For decades the Humane Society of Cowlitz County contracted with the county and all of its cities except Kalama to handle dangerous strays, animal welfare and roadkill, but officials recently reported the nonprofit is struggling with the cost of the program.
The plan for most of the jurisdictions is to manage their own animal control, with inter-county coordination to share some duties.
The new arrangement will disperse responders throughout the county and end up with more workers; Longview, Kelso and Cowlitz County aim to have a total of five animal control officers on their respective staffs next year.
The Humane Society had four animal control officers on staff last year, and received 3,000 complaints requesting animal control across Cowlitz County, leading to 730 animals being impounded and 89 cruelty cases.
Castle Rock Chief of Police Charlie Worley said the city is still determining how it will work with other agencies. Officials in Woodland did not respond to requests for comment about the city’s animal control plans.
Longview, county, Kelso
Longview is hiring for two animal control officers to work for the Longview Police Department. The new positions are classified as community service officers but Longview Police Chief Robert Huhta said he expects there to be enough animal calls for it to be the fulltime focus.
“We’re obviously on a very shortened timetable,” he said. “There could be other options for how to proceed, but this is probably the most realistic route for the city.”
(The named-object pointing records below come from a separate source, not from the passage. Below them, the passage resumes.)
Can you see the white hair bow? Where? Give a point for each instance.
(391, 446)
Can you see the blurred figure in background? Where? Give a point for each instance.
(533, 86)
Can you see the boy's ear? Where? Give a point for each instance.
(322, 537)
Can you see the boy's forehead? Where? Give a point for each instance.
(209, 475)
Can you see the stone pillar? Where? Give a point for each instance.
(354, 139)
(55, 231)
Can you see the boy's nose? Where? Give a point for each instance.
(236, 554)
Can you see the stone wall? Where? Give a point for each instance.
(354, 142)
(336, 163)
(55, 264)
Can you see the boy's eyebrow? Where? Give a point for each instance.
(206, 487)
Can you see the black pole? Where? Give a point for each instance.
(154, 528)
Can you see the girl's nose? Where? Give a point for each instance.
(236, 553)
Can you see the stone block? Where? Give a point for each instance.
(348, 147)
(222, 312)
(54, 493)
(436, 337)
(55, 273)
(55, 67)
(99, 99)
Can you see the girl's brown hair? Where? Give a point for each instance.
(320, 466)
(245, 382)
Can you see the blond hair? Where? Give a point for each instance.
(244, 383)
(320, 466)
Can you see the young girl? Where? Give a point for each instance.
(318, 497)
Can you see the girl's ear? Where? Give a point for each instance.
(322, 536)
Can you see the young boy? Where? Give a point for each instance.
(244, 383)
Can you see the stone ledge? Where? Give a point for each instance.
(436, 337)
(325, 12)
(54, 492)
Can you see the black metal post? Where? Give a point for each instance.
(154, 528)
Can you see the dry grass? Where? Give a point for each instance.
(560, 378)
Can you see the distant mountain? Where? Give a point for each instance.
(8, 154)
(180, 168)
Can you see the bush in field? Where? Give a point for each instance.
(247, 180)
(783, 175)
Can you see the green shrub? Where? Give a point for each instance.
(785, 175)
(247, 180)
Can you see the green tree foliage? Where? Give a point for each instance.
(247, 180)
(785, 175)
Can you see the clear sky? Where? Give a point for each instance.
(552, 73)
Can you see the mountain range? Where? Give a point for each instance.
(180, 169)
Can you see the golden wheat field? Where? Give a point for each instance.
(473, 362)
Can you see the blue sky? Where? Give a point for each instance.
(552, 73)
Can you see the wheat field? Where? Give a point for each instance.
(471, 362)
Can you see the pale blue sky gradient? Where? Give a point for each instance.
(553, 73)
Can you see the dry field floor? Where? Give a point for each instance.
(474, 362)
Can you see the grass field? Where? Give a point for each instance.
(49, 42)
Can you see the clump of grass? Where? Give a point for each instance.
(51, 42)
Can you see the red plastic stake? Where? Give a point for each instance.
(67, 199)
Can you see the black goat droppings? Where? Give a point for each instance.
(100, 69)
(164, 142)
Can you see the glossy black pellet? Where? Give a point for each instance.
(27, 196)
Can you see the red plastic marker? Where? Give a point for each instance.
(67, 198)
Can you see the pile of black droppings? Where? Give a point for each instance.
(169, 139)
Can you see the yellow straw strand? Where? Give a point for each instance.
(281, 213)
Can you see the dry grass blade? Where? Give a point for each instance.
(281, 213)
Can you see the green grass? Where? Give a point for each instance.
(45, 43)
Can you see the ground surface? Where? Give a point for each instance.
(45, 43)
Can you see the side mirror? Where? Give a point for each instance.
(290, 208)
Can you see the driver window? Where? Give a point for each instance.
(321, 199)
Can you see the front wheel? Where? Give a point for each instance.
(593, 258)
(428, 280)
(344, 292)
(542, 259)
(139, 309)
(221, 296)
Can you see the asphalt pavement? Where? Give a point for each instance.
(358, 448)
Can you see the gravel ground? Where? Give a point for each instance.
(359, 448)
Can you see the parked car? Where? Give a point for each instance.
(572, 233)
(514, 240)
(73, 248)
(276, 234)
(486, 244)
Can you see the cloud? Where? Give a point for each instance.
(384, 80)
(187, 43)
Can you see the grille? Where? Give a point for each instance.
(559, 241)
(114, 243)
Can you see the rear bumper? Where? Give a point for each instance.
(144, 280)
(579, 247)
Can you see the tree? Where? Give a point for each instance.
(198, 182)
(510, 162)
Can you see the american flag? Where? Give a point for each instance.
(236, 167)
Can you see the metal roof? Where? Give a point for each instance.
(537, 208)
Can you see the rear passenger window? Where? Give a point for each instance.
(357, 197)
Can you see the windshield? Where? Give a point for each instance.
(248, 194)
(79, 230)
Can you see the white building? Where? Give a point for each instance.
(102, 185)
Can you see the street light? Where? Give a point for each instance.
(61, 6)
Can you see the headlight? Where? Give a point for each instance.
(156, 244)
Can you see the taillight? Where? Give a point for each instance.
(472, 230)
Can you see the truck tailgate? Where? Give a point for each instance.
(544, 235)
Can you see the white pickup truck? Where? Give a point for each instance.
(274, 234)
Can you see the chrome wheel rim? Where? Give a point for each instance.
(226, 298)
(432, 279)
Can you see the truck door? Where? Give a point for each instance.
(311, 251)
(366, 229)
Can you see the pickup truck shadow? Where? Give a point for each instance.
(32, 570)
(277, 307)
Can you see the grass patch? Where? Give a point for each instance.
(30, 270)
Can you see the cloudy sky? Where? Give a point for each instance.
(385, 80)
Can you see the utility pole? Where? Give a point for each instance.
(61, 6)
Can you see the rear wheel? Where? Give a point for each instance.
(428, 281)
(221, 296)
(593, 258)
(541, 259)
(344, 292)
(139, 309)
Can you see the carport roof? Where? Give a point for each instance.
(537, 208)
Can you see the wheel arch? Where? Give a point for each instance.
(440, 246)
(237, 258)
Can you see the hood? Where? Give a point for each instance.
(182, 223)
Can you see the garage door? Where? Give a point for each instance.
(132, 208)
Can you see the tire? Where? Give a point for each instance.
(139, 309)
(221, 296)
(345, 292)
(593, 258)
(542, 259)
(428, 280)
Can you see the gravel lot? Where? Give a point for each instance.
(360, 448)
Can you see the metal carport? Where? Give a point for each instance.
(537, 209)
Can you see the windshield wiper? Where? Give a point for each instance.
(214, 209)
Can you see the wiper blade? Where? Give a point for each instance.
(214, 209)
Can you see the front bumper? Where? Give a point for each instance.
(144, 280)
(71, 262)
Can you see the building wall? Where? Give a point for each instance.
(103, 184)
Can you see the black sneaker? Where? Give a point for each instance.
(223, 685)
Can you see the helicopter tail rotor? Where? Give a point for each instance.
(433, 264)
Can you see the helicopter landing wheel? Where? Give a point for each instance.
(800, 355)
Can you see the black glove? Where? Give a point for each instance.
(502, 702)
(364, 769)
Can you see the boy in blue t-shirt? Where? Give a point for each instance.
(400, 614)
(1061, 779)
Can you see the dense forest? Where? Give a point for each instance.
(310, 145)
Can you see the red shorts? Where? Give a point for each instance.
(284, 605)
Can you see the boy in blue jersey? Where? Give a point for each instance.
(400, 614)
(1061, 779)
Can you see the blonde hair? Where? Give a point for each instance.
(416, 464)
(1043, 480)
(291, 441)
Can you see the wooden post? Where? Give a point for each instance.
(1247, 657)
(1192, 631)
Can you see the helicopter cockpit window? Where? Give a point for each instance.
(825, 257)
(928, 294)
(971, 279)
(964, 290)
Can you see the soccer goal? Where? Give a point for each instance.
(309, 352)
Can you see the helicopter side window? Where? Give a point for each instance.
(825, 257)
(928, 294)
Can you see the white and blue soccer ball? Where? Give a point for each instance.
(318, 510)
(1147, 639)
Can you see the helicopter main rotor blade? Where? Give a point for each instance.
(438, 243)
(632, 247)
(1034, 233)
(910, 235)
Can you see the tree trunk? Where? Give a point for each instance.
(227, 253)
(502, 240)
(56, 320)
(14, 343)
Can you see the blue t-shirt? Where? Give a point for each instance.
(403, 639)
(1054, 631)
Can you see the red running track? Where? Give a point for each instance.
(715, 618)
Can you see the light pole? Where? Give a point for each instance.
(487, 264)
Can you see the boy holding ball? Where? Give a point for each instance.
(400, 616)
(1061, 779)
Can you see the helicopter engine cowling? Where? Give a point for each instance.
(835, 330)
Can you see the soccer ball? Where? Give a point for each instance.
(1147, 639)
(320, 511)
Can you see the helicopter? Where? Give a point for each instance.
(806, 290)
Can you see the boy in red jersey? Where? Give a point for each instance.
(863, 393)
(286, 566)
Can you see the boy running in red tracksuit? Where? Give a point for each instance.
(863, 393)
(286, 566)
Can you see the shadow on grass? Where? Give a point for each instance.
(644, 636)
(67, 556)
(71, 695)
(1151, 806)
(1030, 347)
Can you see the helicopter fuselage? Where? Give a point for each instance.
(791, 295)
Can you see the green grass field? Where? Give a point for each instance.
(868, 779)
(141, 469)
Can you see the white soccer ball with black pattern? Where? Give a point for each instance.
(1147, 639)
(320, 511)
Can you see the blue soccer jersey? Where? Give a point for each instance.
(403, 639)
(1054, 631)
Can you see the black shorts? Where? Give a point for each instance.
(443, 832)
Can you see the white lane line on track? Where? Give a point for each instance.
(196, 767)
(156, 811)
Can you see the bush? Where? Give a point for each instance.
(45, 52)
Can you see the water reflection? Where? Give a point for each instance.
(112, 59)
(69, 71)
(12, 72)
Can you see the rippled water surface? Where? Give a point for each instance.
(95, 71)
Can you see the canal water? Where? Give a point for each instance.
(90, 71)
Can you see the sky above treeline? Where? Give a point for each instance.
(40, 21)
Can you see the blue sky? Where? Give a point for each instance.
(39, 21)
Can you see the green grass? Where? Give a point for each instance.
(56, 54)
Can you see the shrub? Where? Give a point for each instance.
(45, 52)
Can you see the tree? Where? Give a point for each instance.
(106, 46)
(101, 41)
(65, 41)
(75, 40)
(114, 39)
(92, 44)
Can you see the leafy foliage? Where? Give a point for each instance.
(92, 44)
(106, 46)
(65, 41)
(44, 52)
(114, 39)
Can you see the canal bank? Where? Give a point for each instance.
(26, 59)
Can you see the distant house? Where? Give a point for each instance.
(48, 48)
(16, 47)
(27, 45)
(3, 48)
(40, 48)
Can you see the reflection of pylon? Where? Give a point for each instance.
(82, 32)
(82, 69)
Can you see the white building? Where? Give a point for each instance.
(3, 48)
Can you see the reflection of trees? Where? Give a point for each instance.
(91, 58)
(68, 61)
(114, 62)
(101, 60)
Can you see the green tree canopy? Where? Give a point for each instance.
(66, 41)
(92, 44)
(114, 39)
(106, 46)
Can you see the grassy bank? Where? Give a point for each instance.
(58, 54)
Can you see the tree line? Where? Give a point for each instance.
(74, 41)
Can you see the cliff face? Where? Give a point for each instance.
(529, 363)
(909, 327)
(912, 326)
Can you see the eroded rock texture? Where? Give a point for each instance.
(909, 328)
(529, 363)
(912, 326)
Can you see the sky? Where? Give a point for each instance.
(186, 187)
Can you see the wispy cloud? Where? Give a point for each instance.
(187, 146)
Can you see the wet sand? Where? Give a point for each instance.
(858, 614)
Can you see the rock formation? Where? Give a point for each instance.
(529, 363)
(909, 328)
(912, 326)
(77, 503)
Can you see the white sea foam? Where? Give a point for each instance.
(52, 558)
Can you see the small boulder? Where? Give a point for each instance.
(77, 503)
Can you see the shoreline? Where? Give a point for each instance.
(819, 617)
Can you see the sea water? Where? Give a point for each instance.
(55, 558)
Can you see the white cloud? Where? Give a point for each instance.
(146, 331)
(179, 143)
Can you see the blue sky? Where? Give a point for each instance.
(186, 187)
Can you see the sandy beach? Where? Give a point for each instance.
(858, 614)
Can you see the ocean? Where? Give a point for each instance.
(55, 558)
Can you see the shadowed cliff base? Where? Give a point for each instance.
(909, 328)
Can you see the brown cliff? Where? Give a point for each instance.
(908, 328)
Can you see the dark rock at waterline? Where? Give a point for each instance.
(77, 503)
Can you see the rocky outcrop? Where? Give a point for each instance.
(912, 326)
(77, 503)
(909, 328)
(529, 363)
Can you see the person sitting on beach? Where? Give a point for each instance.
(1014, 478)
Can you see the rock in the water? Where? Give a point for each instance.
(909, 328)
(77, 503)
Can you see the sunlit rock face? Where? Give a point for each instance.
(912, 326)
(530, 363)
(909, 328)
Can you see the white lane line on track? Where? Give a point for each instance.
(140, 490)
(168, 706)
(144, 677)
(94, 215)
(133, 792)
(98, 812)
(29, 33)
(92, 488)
Huhta is scheduled to give a more detailed presentation about animal control to the Longview City Council on Oct. 26. In addition to approving the overall approach, the council will need to decide whether the new arrangement will increase or decrease the impound fees, which start at $50 for a first offense.
The Cowlitz County Sheriffs Department received a verbal OK from the Cowlitz County Commissioners to hire two new, fulltime animal control officers. A sheriffs officer told the county commissioners animal control could be based out of the basement of the County Hall of Justice, where the 911 center was located.
Cowlitz County Sheriff Brad Thurman said the county and cities are discussing setting up a shared pool for after-hours calls. The proposal would split the night shift among the areas based on how many calls for service they’ve made in the past.
“We want to set the parameters for under what circumstances we would call someone out,” Thurman said. “It would be an in-progress threat to public safety, or an animal that is sick and injured and needs immediate care.”
Unlike the police and sheriff’s officers, animal control is not required to go through full academy training. The Washington State Criminal Justice Training Commission offers an 80-hour instructive course for animal control officers. Thurman said the county’s hires would likely get that certification if they don’t have it.
Thurman expects the cost for the two new employees to be around $220,000 a year, between wages and benefits, while this year Cowlitz County spent $363,000 on the contract with the Humane Society.
Kelso has been advertising to hire an animal control specialist since the beginning of October. Animal control in Kelso will be placed under the community development department instead of the police department because they will also handle code enforcement and nuisance complaints.
Community Development Director Michael Kardas said animal control would be the new employee’s priority, but in the likely event that didn’t take up 40 hours a week, the remaining time would go into code enforcement. Kardas said Kelso Police Chief Darr Kirk is taking the lead on finalizing the new position and coordinating with other locations.
The county and cities are still negotiating a new contract with the Humane Society to house the animals once they are impounded, with a fee in place for each animal brought in moving forward.
According to a Humane Society report outlining the current fee proposal, the nonprofit would charge $326 per animal in 2023 and increase to $372 per animal in 2026. The proposed fee only covers up to 10 days of housing the animal, after which the city or county would pay an additional $65 per day.
In 2022 there were 227 animals impounded in Cowlitz County, which would cost the county roughly $74,000 under the proposed fee structure. Longview, which had the most impounded animals in the county, would have paid roughly $114,000 in 2022.